3.26 Those people most closely involved with community initiatives will not always recognise the need for systematic learning. Nor, even if they do, will they necessarily be best placed to access or deliver learning of the quality required, at least not on their own. They need effective links with high quality professional provision. In turn, professionals should not seek to impose their own conceptions of learning needs on communities. Successful learning should relate closely to people's own developing sense of their needs, chime well with the rhythms and exigencies of their own circumstances, and be evidently fit for purpose and of a guaranteed high standard.

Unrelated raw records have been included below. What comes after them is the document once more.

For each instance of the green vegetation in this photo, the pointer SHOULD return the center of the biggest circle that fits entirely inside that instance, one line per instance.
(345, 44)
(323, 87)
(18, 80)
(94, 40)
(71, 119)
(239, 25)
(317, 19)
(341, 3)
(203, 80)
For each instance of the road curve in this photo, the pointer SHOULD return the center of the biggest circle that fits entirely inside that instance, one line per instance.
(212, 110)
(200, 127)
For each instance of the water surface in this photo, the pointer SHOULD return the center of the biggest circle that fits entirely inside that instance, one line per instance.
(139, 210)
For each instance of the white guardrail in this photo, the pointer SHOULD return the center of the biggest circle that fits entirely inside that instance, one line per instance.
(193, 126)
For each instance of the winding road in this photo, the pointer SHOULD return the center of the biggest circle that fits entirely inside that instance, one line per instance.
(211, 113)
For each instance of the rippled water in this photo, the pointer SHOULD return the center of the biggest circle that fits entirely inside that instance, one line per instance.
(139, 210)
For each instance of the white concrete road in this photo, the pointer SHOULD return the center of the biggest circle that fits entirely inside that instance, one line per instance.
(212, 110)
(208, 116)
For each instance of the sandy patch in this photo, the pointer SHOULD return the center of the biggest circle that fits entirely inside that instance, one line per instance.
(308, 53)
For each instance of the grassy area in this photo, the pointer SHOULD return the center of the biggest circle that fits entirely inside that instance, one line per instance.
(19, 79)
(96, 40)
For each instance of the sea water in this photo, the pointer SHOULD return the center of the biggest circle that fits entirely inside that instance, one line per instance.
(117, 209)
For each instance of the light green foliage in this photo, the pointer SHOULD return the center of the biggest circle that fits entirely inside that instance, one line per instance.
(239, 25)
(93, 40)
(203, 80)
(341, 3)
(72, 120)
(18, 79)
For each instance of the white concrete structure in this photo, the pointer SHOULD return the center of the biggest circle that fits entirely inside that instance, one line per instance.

3.27 This stimulation of shared ownership and responsibility is especially important if regeneration, social inclusion and lifelong learning are to become self-sustaining and locally embedded. This central aim should increasingly inform the design of funding policies and regimes. All too often, funding initiatives have been short-lived, with too little support and time being given over to securing the continuing benefits of such interventions. Embedding change successfully and securing sustainabilty should also shape organisational arrangements for the delivery of learning, the setting of local targets, the mechanisms for evaluation of provision and the assessment of progress against agreed standards and outcomes.
KR2 Government should instigate a major, multi-faceted campaign to promote lifelong learning and the development of learning cultures. It should be jointly led with the government' s key partners, be based on published examples of the successful creation of learning cultures, and be designed to:
SR1 In support of government's New Deal for Communities action programme, we recommend that government should identify a pathfinder agency in one of the 17 priority areas chosen, to lead a programme of local regeneration with lifelong learning at its heart .
SR2 Government should introduce specific initiatives to promote learning communities in large cities, towns and rural settings. This could be funded under the Single Regeneration Budget.
SR3 Consideration should be given by government to the idea of bringing all of its various learning initiatives together under the broad umbrella of a single, clearly articulated 'Millennium Learning Programme'.